Irish Red Cross ambassador and Donegal man Jason Black has just reached K2 base camp in Pakistan ahead of his ascent of the world’s second highest and most dangerous mountain.
Jason is a global endurance athlete who has previously summited Everest, and he holds the mountaineering world record for the double ascent of Kilimanjaro in 22.5 hours.
And this is not Jason’s first attempt at K2.
He made it as far as camp two in 2015 but no further, as mother nature had other plans and he had to turn back.
The first and only Irish person to conquer K2 is Limerick native Ger McDonnell who died in an ice avalanche on his descent ten years ago, after successfully rescuing three stricken climbers.
Today, Jason placed a plaque from the Irish people at K2 base camp in honour of Ger.
Jason expects to reach the peak of K2 on 2 August, which is the ten-year anniversary of Ger’s death.
Speaking before he departed for Pakistan, Jason said; “I recently visited Ger McDonnell’s family in Limerick and they are fully backing me in the climb. Ger’s Mum Gertie gave me some of his precious equipment to climb with and it means a lot to me; I’ll mentally be climbing with Ger.
“I’ll be spiritually connected to him through the equipment and to some people that doesn’t make sense, but to me on a mountain where you’re alone, and it’s a big vast mountain, and you’re away from civilisation, you cling on to any small support and positive energy, and anything that makes life a little bit easier on the mountain. It gives you strength.”
Jason’s previous K2 attempt will serve as great preparation over coming weeks.
“I got up as far as camp two the last time and there’s four camps before the summit, so I do know half the mountain” says Jason. “It makes the enormity of the climb a little bit easier to digest, the knowing of what it’s going to take the climb the thing and the enormity of the exposure that’s involved.
“You’re reading all the statistics before you leave Ireland – the fact that just over 300 people in the world have ever got to the top, and of course the death rate, so my knowledge of K2 from the last attempt helps break in it down in terms of knowing exactly what it is I have to tackle.”
The weather on the summit of K2 generally consists of 200-miles-an-hour winds, but for four days, the weather becomes calm on the top – “and that’s when you have to strike,” says Jason.
“It’s going to call on every bit of mountaineering skill that I have in my body, not only from a skill and physical perspective, but mentally, I need to stay strong to deal with the lack of oxygen, and to try to make good conscious decisions on the mountain because if I can’t make good strong conscious decisions, then I can’t survive.”
Of course for many people the question for Jason is, why?
“Some people struggle to get their head around parts of the jigsaw puzzle,” says Jason, “why do you do it, why you want to climb in minus 30 degrees, why do you want to climb in an environment that has little or no oxygen, why do you want to climb in an environment that has the potential to take a life?

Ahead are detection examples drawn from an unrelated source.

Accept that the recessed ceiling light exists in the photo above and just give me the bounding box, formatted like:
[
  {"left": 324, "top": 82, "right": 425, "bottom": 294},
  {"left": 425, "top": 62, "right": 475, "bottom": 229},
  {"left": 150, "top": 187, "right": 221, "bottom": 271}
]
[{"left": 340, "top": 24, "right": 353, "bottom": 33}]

“But it’s a very humbling experience, honing and crafting my skills to be able to do it. I want to use my time on K2 to show that with self-belief, dedication, commitment, hard work and training you can achieve anything in this world.”

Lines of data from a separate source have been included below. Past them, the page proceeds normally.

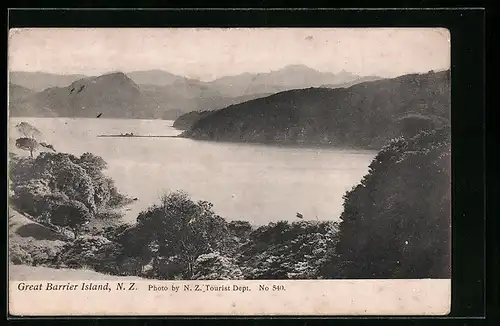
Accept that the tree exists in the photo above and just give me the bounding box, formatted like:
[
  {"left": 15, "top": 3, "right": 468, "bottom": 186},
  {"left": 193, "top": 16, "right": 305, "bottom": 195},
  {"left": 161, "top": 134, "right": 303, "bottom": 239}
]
[
  {"left": 16, "top": 137, "right": 38, "bottom": 157},
  {"left": 50, "top": 200, "right": 92, "bottom": 239},
  {"left": 191, "top": 251, "right": 243, "bottom": 280},
  {"left": 16, "top": 121, "right": 42, "bottom": 139},
  {"left": 238, "top": 221, "right": 338, "bottom": 279},
  {"left": 127, "top": 192, "right": 229, "bottom": 279},
  {"left": 12, "top": 179, "right": 50, "bottom": 215},
  {"left": 329, "top": 127, "right": 451, "bottom": 278}
]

Jason appeals to people “to not be afraid of life, to not be afraid of challenges, to not be afraid of setting goals and finding a way, even though sometimes the goals may be as high as K2.”
Jason is also using his time on K2 to raise awareness about the work of the Irish Red Cross in his role as an ambassador for the charity.

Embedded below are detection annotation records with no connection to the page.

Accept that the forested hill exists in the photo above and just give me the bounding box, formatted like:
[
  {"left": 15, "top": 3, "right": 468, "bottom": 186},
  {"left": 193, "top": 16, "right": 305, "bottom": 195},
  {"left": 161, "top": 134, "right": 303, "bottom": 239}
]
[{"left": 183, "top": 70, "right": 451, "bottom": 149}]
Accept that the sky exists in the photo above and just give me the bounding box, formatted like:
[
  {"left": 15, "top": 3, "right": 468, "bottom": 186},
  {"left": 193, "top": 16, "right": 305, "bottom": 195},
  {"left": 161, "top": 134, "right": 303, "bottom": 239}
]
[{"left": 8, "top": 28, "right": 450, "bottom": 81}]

“I’m very proud to be carrying the Irish Red Cross badge on all my clothing for the climb of K2,” says Jason. “It is such a humbling experience to be asked to be an Irish Red Cross ambassador. The Irish Red Cross has reached out to help in local communities all over Ireland on so many occasions, particularly in the last year during Beast from the East and Storm Ophelia.
“I also saw, first hand, the hard work of Irish Red Cross volunteers in my own home county during the Donegal Floods last August. I want to use my time on this mountain to raise awareness about the Irish Red Cross and the work they do – and what they actually achieve, from a humanitarian perspective, both at home and abroad.”